Project #4 | EECS-3421A: Introduction to Database Systems | fall 2015

EECS-3421A
Introduction to Database Systems
York University
Fall 2015

Project #4
The Apt APP:
Refund

Project

In this project, you will write an application program to update the York River Bookseller's Database (YRB DB) and to report overcharges to customers.

York River Booksellers promises in their advertising that customers always get the best price on a book for which they are eligible. (That is, the lowest club offer for that book such that the customer is a member of that club.) However, it has been discovered that customers are occassionally overcharged! For instance, 'Zebulon Zilio' bought 'Transmorgifacation' under club offer 'Basic' for $288.73. However, as a 'AAA' member, he was eligible for the price of $278.73.

York River Booksellers has promised to refund overcharges to its customers. This refund process involves two parts.

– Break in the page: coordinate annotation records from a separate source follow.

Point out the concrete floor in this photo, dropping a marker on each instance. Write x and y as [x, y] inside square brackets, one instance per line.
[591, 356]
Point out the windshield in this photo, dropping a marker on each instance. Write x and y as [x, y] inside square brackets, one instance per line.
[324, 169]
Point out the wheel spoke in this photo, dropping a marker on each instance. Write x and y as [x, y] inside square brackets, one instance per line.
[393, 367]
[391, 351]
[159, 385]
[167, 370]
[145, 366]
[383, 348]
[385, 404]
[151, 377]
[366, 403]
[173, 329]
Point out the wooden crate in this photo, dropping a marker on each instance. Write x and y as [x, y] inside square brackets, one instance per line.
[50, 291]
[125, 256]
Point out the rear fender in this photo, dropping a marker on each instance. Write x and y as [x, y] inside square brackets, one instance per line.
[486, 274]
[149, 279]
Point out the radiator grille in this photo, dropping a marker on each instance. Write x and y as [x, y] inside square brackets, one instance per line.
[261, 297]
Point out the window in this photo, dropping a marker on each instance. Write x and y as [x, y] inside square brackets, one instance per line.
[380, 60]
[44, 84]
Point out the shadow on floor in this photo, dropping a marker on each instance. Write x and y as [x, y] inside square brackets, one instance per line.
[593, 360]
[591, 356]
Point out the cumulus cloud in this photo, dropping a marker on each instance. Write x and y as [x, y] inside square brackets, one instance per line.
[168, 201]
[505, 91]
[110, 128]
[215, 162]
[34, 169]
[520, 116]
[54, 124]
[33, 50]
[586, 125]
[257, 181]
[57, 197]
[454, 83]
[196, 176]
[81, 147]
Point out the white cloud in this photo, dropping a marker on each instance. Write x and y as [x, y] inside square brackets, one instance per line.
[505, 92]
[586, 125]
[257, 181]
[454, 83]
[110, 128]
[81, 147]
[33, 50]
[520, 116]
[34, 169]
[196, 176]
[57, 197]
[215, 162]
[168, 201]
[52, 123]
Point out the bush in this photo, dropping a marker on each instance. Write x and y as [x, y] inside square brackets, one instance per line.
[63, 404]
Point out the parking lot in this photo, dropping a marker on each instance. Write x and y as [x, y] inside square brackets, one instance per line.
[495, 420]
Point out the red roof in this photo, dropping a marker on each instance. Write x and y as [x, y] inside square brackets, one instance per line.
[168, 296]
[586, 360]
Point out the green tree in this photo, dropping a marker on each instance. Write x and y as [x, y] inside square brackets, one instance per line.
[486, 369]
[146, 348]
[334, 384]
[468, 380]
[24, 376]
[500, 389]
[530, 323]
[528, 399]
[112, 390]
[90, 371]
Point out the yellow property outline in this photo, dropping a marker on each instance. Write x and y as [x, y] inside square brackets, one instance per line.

Find the differences between the too-high prices and correct prices for each customer for purchases in which they were overcharged. Print a report that prints a line for each customer and purchase deserving a refund stating the customer's name, title and year of the book in the purchase, the number of copies bought (qnty), the price paid, and the best price they should have paid instead.
Update the YRB DB to reflect that the refunds were made. Do this by updating each tuple in the table yrb_purchase which has an overcharge to reflect the lowest price for which the customer was eligible instead, by changing the purchase's club to a club (for which the customer is a member) that yeilds the best price for the customer. (Should there be a tie for "best" club for a given purchase, choose the first one in lexicographical ordering.)

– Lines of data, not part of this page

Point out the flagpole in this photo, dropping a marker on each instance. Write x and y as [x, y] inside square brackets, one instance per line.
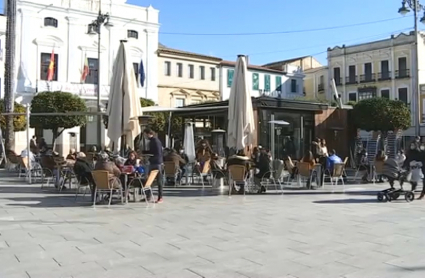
[99, 118]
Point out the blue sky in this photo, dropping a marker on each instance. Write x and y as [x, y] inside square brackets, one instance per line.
[254, 16]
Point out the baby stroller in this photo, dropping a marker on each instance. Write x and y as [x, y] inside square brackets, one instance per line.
[393, 171]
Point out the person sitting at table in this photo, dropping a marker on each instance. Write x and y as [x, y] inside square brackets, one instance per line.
[132, 159]
[239, 159]
[216, 169]
[82, 169]
[309, 158]
[104, 164]
[179, 162]
[72, 155]
[290, 166]
[263, 172]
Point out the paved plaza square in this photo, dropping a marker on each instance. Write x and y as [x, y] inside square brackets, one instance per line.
[201, 233]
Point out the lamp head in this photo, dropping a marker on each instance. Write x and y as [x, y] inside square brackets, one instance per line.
[108, 22]
[422, 20]
[403, 10]
[91, 30]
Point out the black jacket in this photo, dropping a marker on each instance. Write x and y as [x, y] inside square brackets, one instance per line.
[155, 149]
[82, 170]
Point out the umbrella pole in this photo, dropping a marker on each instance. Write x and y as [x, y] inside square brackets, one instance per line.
[169, 129]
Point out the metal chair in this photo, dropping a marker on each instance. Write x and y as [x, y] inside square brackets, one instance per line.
[105, 183]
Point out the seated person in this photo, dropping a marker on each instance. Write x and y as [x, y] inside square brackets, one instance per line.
[132, 159]
[179, 162]
[264, 171]
[82, 169]
[104, 164]
[309, 158]
[290, 166]
[331, 160]
[216, 169]
[71, 155]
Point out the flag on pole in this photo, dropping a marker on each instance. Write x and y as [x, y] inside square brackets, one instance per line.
[142, 75]
[51, 70]
[86, 70]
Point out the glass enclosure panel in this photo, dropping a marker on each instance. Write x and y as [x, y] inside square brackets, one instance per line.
[293, 139]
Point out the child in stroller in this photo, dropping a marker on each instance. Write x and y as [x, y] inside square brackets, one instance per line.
[393, 171]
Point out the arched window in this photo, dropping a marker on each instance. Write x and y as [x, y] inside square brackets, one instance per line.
[132, 34]
[50, 21]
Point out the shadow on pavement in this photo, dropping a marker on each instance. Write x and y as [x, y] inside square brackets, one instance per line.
[347, 201]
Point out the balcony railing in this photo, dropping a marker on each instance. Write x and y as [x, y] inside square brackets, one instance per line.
[353, 79]
[364, 78]
[402, 73]
[385, 75]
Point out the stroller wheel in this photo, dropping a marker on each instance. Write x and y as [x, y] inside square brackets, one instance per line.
[395, 196]
[409, 196]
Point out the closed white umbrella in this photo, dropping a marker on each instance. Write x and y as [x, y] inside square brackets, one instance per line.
[124, 103]
[241, 127]
[189, 142]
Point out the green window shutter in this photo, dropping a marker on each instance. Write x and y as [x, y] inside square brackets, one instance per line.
[278, 83]
[230, 74]
[267, 83]
[255, 81]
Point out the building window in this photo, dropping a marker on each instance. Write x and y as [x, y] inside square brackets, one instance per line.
[266, 83]
[136, 70]
[212, 74]
[293, 86]
[50, 21]
[202, 72]
[191, 71]
[385, 94]
[167, 68]
[92, 77]
[402, 67]
[230, 74]
[132, 34]
[255, 81]
[278, 83]
[337, 76]
[385, 70]
[352, 78]
[366, 95]
[179, 69]
[44, 66]
[402, 95]
[179, 102]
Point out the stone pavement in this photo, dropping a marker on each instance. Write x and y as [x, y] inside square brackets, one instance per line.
[197, 233]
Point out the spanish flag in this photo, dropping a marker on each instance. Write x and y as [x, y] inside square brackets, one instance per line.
[86, 70]
[51, 69]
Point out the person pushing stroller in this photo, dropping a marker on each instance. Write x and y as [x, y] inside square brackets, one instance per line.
[414, 164]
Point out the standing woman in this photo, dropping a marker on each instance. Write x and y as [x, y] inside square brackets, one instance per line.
[322, 154]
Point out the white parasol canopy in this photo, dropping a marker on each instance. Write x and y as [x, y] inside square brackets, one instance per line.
[124, 103]
[241, 127]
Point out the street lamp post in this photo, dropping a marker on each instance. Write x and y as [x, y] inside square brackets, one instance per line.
[96, 27]
[416, 7]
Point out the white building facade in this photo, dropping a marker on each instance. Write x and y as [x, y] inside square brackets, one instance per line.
[387, 68]
[61, 28]
[287, 84]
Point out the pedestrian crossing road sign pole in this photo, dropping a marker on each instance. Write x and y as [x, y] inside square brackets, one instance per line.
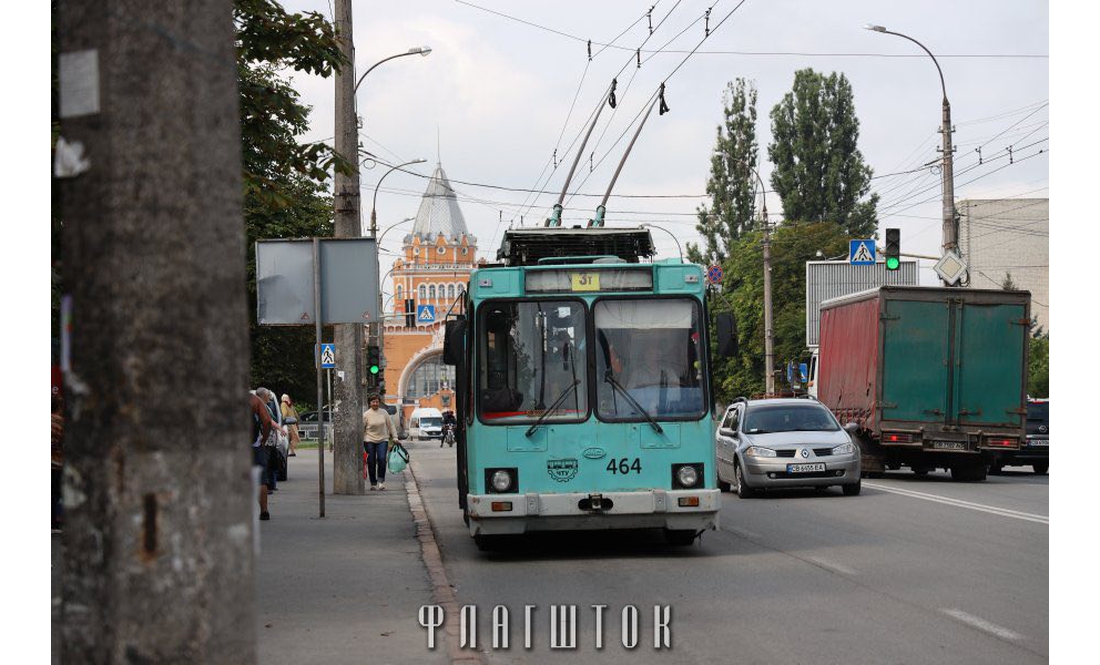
[861, 252]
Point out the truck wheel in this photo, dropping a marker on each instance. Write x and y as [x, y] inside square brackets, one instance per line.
[744, 491]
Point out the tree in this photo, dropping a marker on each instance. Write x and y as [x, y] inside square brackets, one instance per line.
[285, 194]
[820, 173]
[732, 184]
[792, 245]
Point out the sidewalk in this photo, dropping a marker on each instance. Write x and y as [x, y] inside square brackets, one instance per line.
[344, 588]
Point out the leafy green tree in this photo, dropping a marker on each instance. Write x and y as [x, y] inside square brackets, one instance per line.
[285, 194]
[1038, 367]
[820, 173]
[792, 245]
[732, 184]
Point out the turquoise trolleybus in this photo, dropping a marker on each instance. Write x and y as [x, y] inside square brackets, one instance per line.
[583, 388]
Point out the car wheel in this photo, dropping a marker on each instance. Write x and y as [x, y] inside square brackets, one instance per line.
[744, 491]
[680, 536]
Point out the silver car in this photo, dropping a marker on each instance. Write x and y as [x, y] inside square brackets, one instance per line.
[779, 443]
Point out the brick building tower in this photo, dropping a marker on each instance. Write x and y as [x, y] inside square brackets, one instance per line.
[427, 281]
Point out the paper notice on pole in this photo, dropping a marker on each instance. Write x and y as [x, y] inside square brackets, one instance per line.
[78, 82]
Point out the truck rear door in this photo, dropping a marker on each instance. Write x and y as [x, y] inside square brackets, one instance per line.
[990, 342]
[915, 348]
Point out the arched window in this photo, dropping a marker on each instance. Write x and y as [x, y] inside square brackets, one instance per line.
[429, 377]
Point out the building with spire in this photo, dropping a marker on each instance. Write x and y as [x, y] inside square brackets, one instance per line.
[428, 281]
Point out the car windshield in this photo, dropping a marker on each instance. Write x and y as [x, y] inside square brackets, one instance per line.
[530, 359]
[789, 418]
[648, 358]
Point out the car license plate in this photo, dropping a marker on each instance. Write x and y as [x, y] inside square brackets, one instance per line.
[804, 468]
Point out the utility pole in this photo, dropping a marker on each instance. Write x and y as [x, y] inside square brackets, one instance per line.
[769, 353]
[157, 562]
[348, 429]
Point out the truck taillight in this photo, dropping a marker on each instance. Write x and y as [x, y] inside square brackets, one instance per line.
[897, 438]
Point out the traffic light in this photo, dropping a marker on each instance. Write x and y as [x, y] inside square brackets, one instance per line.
[373, 364]
[893, 248]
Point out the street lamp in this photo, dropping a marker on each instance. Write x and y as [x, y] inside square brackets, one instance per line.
[374, 225]
[950, 228]
[648, 225]
[424, 51]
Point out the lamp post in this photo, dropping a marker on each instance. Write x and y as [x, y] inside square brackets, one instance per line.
[374, 202]
[422, 51]
[950, 224]
[679, 248]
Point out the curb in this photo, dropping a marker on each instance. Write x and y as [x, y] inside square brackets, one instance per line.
[442, 591]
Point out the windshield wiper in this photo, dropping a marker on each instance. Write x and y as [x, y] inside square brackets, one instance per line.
[634, 402]
[552, 408]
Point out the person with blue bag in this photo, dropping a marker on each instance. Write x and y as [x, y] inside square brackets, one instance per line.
[377, 431]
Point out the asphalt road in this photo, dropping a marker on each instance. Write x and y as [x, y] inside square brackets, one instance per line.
[912, 571]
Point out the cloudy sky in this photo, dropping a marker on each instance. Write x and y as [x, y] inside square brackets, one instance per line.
[508, 88]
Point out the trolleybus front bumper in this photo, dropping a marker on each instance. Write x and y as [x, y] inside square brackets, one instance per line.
[696, 509]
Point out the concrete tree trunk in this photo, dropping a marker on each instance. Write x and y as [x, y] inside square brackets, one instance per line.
[348, 430]
[157, 539]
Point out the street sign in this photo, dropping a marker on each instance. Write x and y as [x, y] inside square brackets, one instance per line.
[950, 267]
[861, 252]
[714, 274]
[328, 356]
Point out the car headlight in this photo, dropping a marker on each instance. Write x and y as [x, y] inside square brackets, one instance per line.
[758, 452]
[502, 480]
[688, 476]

Note that query refund given as an example in Project #3 implements part 1!

Your APP should implement part 2. Either write a JDBC java program to update the YRB database to reflect the refunds as defined above, or just write pure SQL code that accomplishes the same.

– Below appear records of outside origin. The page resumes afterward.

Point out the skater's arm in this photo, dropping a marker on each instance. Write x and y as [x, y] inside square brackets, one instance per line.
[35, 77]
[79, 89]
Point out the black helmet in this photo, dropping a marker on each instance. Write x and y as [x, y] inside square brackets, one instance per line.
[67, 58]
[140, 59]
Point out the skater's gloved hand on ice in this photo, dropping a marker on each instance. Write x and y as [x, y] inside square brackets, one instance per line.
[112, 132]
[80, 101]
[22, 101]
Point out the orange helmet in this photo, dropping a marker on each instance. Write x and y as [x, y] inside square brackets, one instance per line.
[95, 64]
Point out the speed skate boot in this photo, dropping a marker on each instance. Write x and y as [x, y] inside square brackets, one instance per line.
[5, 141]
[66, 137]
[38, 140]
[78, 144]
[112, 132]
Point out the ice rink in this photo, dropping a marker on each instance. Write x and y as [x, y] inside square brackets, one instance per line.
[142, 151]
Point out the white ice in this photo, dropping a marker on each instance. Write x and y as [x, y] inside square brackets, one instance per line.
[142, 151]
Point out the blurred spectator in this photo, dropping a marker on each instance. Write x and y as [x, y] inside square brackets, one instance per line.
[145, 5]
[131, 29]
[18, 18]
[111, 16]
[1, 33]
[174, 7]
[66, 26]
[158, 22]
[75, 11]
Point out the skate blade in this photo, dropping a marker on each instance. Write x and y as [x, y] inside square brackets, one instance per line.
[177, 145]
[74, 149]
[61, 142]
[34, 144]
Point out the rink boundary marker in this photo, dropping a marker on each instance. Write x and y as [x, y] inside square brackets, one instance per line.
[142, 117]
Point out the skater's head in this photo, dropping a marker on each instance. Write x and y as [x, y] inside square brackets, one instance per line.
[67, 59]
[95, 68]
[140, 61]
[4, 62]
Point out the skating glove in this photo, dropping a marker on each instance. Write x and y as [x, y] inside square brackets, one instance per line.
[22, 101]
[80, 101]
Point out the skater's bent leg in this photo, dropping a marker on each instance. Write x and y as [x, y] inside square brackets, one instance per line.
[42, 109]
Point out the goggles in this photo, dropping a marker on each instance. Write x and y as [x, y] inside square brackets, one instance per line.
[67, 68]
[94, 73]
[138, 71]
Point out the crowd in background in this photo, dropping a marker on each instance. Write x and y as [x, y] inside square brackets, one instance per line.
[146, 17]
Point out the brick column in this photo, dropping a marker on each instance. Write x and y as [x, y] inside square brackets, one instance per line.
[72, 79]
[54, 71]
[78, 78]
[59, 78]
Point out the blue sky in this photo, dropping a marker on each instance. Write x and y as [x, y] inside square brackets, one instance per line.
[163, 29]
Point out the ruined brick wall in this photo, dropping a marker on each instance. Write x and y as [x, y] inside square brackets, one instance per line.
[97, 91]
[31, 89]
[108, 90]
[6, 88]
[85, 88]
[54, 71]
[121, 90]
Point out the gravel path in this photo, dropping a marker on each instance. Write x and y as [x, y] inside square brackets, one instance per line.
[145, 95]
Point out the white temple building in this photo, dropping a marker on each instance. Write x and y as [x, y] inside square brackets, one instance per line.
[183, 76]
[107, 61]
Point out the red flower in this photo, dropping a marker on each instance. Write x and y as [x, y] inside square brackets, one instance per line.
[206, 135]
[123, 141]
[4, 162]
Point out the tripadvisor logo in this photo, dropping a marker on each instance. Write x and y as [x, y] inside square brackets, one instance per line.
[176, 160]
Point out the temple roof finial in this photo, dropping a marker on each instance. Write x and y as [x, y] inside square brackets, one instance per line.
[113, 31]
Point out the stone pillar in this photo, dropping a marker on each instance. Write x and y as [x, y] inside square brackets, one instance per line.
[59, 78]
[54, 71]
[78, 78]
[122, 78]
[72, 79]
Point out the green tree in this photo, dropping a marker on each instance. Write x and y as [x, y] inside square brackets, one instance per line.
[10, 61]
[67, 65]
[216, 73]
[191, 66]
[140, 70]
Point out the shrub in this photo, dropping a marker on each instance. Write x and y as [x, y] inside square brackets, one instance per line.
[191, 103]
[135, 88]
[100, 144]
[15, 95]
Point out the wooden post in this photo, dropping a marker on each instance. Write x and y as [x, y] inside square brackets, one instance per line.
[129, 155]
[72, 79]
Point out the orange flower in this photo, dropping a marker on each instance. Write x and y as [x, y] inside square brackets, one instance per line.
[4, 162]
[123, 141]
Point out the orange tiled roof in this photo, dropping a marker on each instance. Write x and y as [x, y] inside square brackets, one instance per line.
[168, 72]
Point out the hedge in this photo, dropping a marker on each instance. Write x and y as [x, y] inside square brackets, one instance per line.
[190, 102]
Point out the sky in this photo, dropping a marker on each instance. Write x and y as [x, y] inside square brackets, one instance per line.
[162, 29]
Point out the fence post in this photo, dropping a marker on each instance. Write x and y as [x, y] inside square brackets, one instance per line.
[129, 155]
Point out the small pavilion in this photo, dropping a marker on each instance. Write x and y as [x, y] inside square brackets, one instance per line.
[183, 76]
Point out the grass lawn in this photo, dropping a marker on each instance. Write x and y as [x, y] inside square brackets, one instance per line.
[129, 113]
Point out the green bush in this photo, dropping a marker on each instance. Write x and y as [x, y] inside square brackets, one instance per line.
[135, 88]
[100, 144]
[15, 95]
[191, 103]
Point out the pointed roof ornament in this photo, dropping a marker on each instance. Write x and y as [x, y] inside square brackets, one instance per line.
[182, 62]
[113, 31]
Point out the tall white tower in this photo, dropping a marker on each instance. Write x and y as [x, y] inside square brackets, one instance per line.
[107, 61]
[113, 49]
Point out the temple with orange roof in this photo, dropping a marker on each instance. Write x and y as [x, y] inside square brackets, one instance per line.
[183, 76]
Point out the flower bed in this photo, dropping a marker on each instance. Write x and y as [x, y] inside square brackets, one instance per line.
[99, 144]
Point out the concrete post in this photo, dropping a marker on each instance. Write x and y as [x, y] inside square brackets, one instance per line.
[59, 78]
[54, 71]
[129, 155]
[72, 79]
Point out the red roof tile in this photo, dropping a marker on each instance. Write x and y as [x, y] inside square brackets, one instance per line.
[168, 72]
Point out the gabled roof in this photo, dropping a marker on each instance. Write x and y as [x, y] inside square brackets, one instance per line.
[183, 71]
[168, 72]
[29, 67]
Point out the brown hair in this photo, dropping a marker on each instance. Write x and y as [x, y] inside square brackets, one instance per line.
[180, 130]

If you write a JDBC program for this, call it Refunder.java. Running the program should update and commit the changes to the database.

If instead you write pure SQL for this, put it in a file named refunder. Executing the file by DB2 should update the database. You may assume auto-commit. E.g.,

% db2 -tf refunder

The YRB Database

The database is the very same York River Bookseller's database from Project #3. The same two scripts are provided here for convenience:

yrb-create and
yrb-drop.

Notes

If you use JDBC for this task, you are likely to use the update statement in your code. (You would not have to, if you are going through an updatable cursor and doing things that way.) If you are using pure SQL for this task, you most surely are using the update statement

Quite unfortunately, the update statement of SQL (in DB2, at least) does not allow the use of the with clause. If you are like me, this can be somewhat traumatic. I use with often, and am somewhat addicted to it.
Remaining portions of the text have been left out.